Submitting RDF
From ARPWiki
RDF is the metadata format that contributors use to make their resources available for use within NINES. With RDF, contributors describe each of their resources in general terms that allow those resources to be categorized and searched through COLLEX.
Below, contributors can find basic information about the composition of RDF files as well as links to sample RDF submissions and to sample XSL transformations which can be used to turn XML resources into RDF.
RDF Basics
Resource Description Framework, or RDF, is the descriptive data which NINES uses in COLLEX; through the metadata contained by the RDF, COLLEX makes peer reviewed resources findable, interconnected, and ready for repurposing.
RDF is an XML metadata model used for describing resources as part of the Semantic Web. NINES contributors identify the basic features of their digital objects, such as the title, creator, publisher, date of composition, genre, even a list of the component objects that make a greater whole. The NINES metadata scheme leverages some preexisting schemes, such as Dublin Core and Library of Congress [Relator Terms].

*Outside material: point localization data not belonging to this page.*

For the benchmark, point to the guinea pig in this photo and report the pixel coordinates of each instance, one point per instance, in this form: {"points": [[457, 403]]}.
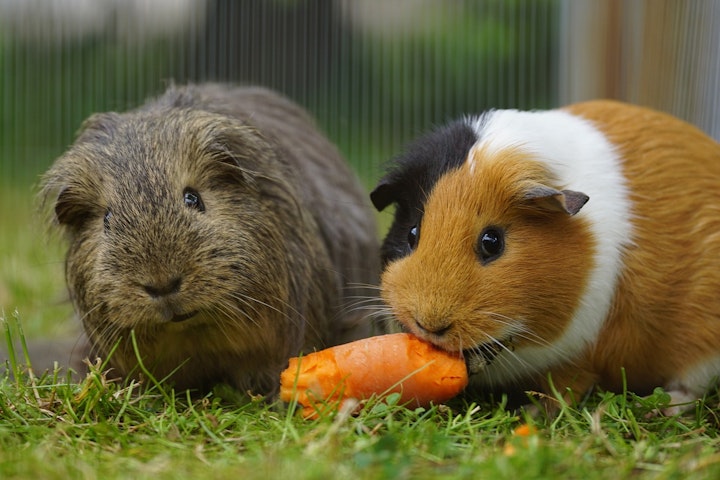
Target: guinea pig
{"points": [[572, 248], [213, 233]]}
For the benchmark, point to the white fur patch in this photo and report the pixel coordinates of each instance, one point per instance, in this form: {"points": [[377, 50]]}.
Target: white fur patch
{"points": [[582, 159]]}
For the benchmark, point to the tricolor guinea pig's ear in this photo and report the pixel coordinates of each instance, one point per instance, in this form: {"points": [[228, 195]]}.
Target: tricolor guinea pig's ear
{"points": [[547, 198], [383, 194]]}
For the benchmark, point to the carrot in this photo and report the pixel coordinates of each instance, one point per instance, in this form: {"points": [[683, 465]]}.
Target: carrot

Those interested in the nuts and bolts of RDF can find general information on Wikipedia. Details on the generalized RDF specification can be found through the World Wide Web Consortium.
In thinking about the RDF creation process, contributors should first decide on how to define objects in their resources. The RDF metadata scheme is predicated on the description of objects, but what comprises an object is left to the discretion of the contributor. Contributors would be best to think of defining their objects as the units that contributors wish to make browseable, collectible, and available for repurposing.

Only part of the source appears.